Alan, thank you for this comment. I think what you’ve written is very wise. The challenge, of course, is in satisfying oneself that a party is about to act dishonestly. Indeed, in the reported decision, the defendant was unable to satisfy the Court that the plaintiff knew that a mistake had been made. There was some evidence that he had a contractual entitlement that made the prior $115,000 payment plausible. Still, it is hard to imagine that the plaintiff’s negotiating position at mediation implicitly gave credit for this payment. On the other hand, the Claim as filed with the Court was for $700,000, so who knows? Again, thank you for taking the time to respond.
Rick – you’ll be interested to know that in an analogous case involving a divorce, a South Carolina state court concluded that a mistake had been made and reformed the settlement to protect the party that had been the victim of the error. See May v. May, 2019 WL 3310392 (S.C. Ct. App. July 24, 2019). You can read more about the case on our blog: https://www.mergemediation.com/reforming-a-mediated-settlement-agreement-when-it-contains-a-mistake/
In contrast, the Ontario court let Kearns keep the erroneous payment. To what distinction, if any, might one attribute the different result?
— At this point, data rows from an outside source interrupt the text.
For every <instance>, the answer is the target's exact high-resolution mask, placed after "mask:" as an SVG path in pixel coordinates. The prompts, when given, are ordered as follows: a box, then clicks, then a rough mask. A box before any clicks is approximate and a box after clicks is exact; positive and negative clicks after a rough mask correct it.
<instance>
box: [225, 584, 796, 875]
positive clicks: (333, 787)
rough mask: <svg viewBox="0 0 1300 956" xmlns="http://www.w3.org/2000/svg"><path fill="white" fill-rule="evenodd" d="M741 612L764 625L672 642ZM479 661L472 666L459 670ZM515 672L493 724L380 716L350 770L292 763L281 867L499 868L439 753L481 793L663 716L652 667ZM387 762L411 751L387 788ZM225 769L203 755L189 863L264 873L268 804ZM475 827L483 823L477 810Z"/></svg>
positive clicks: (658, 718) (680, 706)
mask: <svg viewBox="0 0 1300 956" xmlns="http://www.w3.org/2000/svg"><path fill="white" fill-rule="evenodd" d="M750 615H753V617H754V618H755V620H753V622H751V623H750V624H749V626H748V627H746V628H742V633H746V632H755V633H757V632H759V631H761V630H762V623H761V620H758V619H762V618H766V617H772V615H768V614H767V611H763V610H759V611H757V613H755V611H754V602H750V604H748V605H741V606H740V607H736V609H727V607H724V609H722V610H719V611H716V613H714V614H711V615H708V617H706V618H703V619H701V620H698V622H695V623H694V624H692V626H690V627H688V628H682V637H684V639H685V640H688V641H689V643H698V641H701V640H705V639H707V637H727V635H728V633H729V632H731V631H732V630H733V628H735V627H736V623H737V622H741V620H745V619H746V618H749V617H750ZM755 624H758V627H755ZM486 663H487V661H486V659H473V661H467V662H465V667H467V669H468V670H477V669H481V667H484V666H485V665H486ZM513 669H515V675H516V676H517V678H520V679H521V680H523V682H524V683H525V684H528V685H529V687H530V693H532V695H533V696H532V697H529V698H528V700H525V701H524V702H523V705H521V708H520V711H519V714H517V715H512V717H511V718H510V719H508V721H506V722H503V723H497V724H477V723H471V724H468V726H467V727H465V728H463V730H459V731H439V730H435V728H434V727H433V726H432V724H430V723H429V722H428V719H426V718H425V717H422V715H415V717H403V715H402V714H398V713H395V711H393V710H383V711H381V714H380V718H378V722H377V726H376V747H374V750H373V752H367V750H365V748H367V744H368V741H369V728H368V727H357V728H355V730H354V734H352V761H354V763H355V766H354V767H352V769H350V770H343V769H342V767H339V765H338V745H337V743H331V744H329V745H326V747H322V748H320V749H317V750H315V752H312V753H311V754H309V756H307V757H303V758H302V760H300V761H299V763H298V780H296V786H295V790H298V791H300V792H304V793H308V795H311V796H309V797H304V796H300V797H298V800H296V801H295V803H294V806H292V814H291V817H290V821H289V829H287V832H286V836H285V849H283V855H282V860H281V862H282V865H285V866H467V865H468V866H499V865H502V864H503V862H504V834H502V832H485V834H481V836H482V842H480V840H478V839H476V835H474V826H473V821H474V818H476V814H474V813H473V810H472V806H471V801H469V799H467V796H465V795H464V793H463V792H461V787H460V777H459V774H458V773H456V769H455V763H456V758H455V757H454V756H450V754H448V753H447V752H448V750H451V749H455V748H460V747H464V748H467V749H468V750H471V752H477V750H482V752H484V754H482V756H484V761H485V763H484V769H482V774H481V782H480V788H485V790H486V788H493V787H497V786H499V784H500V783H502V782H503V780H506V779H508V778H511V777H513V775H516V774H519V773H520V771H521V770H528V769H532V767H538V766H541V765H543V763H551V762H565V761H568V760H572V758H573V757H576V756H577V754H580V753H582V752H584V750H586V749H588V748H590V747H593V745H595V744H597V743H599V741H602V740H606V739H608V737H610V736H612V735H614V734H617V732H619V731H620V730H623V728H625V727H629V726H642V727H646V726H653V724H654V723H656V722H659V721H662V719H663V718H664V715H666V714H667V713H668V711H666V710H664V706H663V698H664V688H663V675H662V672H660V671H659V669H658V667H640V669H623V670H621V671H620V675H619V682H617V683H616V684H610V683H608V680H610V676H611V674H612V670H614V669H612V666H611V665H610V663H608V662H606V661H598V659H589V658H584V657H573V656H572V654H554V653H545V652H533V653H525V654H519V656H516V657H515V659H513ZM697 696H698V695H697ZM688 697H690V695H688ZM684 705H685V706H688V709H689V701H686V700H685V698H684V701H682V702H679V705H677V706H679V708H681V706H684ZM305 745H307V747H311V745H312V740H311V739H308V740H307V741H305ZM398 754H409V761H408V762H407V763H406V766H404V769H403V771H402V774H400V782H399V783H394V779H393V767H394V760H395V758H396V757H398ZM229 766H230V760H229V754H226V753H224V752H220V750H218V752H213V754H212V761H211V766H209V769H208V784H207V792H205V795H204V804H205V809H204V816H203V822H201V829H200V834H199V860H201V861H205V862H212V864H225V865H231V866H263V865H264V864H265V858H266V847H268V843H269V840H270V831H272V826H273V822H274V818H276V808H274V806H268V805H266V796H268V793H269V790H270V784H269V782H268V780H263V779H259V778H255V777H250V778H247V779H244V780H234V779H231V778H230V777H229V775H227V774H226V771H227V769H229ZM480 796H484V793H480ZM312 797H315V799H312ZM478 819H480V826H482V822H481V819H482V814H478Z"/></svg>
Rick, thanks to arise the issue. In my view, the mediador should keep the information confidential but at the time of writing the Agreement the mediator should ask if there is a full discharge of the debts and if the parties have nothing to complain in the future. Some considerations: When we act as mediator we know that each party “use” us to achieve their goals. It is normal and we know how to handle it, but as well Alan remembered there is a limit and when dishonesty is blatant the mediator can withdraw from mediation. But we have to be very careful with the confidentiality that is the basic pillar of the institute of mediation.